Advancing Age Changes Man in Ways That Surprise Him

DEAR ABBY: I'm a man in my mid-70s, and I'm beginning to understand why some old people are annoying cranks. It has something to do with the nearly constant physical, emotional and spiritual pain. (And if you're not sleeping well as a result, that only makes things worse.)

My body is breaking down, and something hurts all the time. My wife died some years ago, other loved ones are gone as well, and my grief is an unending process. I know my remaining time here is limited, and I'm not sure I want to depart the only life I've known for an uncertain future.

I have started alienating friends and others by the things I say, and I didn't used to be this way. There's no excuse for this, of course, but what I'm saying is, there are reasons. And yet, some people age gracefully. My question is, how do they do it? -- ALAN IN FLORIDA

DEAR ALAN: It is extremely important that you speak to your doctor about everything you are experiencing. Your unending grief might be lessened if you discuss it with a licensed mental health provider.

It's true that not everyone ages physically at the same rate. Some individuals start preparing in their 40s and 50s for the later stages of life by eating healthier and exercising. The saying "use it or lose it" has a lot of truth to it. Muscles that don't move tend to freeze up and cause pain.

Volunteering is a wonderful way to stay busy, active and focus on others, and volunteers are needed in every community. Please consider what I have written, and let me know how you are doing in six months. I care.

Man Is Mostly Absent From Marriage and Family

DEAR ABBY: I met and married my husband 20 years ago. Twelve years ago, we had a child. Since then, I have felt like a single parent.

I think things were always this way, but I didn't notice as much until we had a child. My husband has a good heart, and I know he loves us, but he rarely spends time with us. He works long hours in retail and chooses to spend his off hours with others and without us. He loves people and is quite a social butterfly.

He can go days without speaking to us, and is content most nights with kissing our daughter goodnight after she has already gone to sleep. He makes plans and decisions on his own -- without me -- including about money matters.

Am I overreacting when I complain? I'm contemplating a divorce because I need more than a part-timer for a mate. -- LONELY MARRIED MOM

DEAR MOM: Overreacting? Frankly, I am surprised that it has taken you this long to write to me. The person you married appears to be totally detached and more of a roommate than a husband. That he goes for days without speaking to you and your child is emotional cruelty.

Spouses are supposed to socialize together -- at least most of the time -- and make financial decisions together. The only positive you've mentioned is that he's the family's bread-winner.

That you are contemplating divorce isn't surprising.
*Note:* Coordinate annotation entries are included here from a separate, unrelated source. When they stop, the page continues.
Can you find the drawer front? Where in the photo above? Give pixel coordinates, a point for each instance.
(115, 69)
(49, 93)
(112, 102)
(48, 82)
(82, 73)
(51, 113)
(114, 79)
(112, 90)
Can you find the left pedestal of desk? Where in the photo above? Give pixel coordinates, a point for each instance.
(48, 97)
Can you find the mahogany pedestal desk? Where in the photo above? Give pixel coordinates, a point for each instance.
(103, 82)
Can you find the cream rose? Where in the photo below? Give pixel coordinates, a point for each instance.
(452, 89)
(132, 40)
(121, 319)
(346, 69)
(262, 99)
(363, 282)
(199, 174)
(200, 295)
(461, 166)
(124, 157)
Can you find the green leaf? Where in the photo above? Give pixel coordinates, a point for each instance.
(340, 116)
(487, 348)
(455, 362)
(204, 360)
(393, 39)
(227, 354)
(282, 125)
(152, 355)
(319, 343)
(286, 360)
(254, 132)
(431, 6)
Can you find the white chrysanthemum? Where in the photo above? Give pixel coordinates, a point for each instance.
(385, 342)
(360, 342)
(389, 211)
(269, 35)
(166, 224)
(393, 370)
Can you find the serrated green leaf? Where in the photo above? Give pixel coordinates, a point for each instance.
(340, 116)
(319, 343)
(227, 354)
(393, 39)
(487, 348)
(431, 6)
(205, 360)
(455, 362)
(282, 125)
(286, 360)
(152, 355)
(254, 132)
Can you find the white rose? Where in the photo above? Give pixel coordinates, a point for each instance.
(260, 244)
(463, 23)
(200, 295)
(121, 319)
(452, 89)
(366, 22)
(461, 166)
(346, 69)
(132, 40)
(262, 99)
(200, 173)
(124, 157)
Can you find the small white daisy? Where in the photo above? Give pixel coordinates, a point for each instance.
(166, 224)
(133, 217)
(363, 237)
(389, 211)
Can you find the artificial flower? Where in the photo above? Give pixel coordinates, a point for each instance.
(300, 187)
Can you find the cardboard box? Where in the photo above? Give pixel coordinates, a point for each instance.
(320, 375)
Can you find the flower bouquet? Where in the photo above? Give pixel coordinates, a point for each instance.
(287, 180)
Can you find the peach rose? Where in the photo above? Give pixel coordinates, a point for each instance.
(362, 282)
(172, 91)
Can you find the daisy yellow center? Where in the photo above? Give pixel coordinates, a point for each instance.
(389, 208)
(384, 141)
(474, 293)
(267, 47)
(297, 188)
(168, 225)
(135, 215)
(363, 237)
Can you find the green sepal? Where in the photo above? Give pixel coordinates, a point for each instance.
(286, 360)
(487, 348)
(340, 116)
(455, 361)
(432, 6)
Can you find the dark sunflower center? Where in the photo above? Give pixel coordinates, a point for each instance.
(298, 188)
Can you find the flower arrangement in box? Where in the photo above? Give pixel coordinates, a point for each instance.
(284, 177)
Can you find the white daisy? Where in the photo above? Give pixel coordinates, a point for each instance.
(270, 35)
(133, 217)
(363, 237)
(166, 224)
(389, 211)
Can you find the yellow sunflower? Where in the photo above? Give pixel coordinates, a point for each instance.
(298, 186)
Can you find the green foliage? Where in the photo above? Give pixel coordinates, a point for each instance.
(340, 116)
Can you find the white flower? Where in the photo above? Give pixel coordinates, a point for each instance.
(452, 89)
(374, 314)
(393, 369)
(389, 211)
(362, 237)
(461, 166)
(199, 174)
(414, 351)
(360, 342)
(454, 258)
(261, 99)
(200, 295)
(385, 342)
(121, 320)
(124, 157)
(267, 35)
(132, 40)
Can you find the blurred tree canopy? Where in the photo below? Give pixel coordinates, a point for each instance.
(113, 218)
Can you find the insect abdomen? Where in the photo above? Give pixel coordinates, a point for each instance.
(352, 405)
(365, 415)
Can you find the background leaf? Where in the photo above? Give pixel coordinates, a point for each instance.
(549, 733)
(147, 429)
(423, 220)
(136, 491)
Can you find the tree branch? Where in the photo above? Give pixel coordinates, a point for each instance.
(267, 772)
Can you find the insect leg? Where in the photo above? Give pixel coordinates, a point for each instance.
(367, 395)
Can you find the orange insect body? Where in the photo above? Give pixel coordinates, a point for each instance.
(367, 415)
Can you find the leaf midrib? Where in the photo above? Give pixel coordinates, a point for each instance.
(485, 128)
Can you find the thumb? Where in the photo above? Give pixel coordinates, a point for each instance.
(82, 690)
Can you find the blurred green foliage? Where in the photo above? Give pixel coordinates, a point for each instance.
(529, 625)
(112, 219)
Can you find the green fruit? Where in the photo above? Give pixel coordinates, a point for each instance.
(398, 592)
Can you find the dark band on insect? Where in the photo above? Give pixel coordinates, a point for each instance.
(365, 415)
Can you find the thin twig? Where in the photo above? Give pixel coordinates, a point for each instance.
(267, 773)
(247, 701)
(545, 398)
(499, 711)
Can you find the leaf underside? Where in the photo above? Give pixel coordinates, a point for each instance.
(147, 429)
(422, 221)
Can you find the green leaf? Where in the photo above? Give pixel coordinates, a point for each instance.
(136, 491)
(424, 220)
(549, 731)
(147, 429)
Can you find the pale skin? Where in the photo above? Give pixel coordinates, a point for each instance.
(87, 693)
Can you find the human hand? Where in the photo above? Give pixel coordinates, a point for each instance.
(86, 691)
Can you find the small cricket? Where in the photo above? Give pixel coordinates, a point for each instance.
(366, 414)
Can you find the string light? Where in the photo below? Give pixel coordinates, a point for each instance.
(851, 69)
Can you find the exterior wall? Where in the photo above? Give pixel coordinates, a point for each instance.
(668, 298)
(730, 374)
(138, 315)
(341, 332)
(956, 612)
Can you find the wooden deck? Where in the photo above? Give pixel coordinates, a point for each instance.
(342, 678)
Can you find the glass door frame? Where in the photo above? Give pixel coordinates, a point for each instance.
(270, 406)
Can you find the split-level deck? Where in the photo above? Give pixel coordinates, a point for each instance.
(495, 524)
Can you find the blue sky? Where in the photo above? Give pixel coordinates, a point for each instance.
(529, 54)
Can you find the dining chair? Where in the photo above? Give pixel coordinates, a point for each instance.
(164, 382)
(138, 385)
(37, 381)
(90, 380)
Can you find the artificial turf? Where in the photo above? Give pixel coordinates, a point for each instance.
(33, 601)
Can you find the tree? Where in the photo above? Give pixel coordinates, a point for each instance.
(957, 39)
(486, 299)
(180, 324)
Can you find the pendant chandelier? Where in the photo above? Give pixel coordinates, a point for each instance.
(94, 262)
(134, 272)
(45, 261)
Your husband left you behind emotionally more than a decade ago. Consult an attorney and familiarize yourself with as much financial information as possible before making any announcements.

For an excellent guide to becoming a better conversationalist and a more sociable person, order "How to Be Popular." Send your name and mailing address, plus check or money order for $8 (U.S. funds) to: Dear Abby, Popularity Booklet, P.O. Box 447, Mount Morris, IL 61054-0447. (Shipping and handling are included in the price.)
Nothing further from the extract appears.